A storm is coming tomorrow with southerly winds 80 km/h and new snow. Watch out!
Mont Albert, mont Hog’s Back, Champs-de-Mars, mont Lyall, mont Vallières-de-Saint-Réal, mont
Blanche-Lamontagne et Mines-Madeleine
2020-03-16 @ 18:00
2020-03-17 @ 18:00
Avalanche problem #1 :
A storm is coming tomorrow in the middle of the day and will bring 10-15cm of snow between midday and midnight. With the winds associated, new wind slabs will form at top of north alpine slope and at treeline, and on north-east and finally east aspect during the night and Wednesday morning. Keep in mind that wind slabs are more reactive when they form. The danger rating will increase all day long to reach CONSIDERABLE at the end of the day or at night depending the exact moment the storm will hit. At that moment, human-triggered avalanches will be likely.
Conditions in general for the alpine and at treeline has highly been affected by winds. Thick hard wind slab can be found on SE-E-NE aspect. West aspects has few or no snow. Below treeline, it is still possible to find powder snow where it is protected from winds.
Monday night: No precipitation, wind at ridgetop of 50 km/h from SW, temperature in the alpine of -12 C.
Tuesday: 10 to 15 cm of snow starting at midday, wind at ridgetop of 80 km/h from the S and then SW, temperature in the alpine of -7 C.
Wednesday: Less than 1 cm, wind at ridgetop of 45 km/h from the W, temperature in the alpine of -15 C.
Thursday: No snow, increasing cloudiness at the end of the day, wind at ridgetop of 30 km/h from the W, temperature in the alpine of -9 C.
We keep producing a daily avalanche bulletin and report to maintain the safety of the people that goes in the backcountry. But, did you think to available ressources in case of an accident? The Sépaq is now generally close and not there to coordinate a rescue and the police, the medic and the firefighter might be busy with the rest of the population… Think about it!

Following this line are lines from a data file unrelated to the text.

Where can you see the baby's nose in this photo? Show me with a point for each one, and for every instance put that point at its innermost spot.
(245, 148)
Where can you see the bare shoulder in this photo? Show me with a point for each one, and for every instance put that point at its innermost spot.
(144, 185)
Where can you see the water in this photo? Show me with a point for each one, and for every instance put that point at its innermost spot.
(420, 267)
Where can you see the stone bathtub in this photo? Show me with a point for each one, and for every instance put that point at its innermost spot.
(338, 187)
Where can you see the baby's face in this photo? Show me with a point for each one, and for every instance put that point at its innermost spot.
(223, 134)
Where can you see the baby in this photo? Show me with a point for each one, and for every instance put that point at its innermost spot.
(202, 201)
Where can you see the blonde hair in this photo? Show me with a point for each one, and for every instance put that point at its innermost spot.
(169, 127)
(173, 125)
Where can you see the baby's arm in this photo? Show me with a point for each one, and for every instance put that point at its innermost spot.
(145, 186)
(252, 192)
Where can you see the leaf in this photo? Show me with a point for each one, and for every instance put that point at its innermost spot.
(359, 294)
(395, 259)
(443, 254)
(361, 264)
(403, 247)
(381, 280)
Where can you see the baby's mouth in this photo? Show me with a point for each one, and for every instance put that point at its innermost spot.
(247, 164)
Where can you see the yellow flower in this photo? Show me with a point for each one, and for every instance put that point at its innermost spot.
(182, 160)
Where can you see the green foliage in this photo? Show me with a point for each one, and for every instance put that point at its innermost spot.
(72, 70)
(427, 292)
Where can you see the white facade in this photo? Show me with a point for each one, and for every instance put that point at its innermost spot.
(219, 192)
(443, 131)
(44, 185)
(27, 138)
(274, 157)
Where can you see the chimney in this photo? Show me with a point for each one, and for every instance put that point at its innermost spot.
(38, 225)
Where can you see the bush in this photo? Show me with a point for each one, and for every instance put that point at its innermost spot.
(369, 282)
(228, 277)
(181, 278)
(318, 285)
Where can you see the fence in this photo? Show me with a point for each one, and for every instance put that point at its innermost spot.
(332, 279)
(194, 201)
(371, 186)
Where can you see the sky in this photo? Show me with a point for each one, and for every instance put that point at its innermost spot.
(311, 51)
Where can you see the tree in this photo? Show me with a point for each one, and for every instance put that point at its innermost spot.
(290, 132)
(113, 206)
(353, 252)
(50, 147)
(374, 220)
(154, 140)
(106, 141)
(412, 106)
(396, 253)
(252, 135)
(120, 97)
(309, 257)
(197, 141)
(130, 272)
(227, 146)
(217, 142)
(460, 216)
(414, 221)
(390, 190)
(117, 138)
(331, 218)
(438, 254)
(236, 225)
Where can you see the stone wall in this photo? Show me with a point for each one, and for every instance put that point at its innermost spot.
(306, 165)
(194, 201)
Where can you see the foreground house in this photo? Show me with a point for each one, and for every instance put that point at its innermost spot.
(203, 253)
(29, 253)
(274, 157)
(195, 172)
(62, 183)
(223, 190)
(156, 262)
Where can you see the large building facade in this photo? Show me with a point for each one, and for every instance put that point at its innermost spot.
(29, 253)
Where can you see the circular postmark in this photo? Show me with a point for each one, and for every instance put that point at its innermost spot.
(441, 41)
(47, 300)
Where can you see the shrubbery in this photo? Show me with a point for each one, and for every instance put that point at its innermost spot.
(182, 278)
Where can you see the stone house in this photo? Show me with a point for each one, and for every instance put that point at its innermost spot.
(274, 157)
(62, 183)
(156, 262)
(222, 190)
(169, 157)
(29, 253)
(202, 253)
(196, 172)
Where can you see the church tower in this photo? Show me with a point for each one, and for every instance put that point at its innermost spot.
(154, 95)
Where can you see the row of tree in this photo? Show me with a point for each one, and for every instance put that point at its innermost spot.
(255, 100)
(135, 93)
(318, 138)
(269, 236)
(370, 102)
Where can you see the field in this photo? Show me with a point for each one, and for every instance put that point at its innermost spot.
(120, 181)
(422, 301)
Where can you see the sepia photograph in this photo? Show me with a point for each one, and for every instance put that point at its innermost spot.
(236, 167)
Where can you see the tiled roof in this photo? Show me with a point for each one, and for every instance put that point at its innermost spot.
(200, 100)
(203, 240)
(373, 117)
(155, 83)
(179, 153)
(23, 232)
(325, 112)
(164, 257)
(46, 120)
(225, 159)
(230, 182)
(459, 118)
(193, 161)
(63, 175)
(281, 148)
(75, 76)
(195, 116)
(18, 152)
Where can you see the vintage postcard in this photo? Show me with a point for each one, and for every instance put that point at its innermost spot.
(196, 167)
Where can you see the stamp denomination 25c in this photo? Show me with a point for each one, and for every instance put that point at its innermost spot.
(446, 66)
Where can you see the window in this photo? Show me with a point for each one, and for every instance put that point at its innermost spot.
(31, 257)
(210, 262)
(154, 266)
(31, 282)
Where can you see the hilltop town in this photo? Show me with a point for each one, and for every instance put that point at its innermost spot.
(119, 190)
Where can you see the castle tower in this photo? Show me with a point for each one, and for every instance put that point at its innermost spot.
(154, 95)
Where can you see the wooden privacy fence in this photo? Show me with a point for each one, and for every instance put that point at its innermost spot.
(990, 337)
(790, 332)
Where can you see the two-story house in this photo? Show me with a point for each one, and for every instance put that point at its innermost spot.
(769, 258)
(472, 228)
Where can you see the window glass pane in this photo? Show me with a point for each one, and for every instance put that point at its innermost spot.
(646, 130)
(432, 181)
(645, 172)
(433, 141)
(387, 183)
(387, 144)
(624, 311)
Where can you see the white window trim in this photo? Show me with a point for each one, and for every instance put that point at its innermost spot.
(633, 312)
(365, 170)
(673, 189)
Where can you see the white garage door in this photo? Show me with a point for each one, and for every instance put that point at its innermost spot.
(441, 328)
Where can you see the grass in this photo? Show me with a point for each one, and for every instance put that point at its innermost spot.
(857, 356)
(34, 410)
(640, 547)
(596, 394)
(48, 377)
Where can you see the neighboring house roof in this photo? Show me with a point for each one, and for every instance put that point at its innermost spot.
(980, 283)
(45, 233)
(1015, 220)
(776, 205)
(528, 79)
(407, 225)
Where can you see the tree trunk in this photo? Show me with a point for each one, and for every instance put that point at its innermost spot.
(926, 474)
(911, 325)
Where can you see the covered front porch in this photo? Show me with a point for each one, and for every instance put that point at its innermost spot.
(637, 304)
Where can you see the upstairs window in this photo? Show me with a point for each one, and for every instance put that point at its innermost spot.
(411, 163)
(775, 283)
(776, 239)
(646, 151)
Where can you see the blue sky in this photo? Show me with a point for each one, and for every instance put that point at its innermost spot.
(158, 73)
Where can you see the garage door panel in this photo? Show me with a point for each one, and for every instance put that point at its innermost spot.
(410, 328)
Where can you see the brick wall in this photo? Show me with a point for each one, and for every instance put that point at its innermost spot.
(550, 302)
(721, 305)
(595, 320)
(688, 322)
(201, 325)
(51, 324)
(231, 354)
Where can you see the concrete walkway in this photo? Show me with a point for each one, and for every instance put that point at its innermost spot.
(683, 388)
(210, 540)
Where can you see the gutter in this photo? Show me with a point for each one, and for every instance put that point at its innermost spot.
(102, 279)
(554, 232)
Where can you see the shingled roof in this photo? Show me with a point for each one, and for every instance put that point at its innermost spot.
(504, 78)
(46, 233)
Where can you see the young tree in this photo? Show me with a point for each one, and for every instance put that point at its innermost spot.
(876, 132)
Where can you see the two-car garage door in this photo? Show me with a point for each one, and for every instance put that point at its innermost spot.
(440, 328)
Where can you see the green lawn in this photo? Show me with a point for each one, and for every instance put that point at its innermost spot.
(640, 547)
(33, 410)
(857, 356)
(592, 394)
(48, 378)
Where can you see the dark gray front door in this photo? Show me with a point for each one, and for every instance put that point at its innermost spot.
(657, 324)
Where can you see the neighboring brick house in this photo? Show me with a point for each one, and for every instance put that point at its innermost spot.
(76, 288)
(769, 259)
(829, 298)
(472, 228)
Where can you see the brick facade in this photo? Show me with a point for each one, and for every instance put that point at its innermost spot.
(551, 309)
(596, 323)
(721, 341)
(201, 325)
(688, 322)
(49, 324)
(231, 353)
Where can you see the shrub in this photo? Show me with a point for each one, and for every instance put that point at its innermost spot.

Centre de découverte et de services - Mis à jour le 16 mars 2020 à 08:56
This avalanche bulletin is prepared with the most recent weather, snowpack and avalanche activity data available for the Chic-Chocs. It is strictly information that can be used as a part of a decision making process and is not intended to be a replacement for knowledge about avalanche safety including and not limited to safe travel practices and the use of backcountry rescue equipment such as beacon, shovel and probe.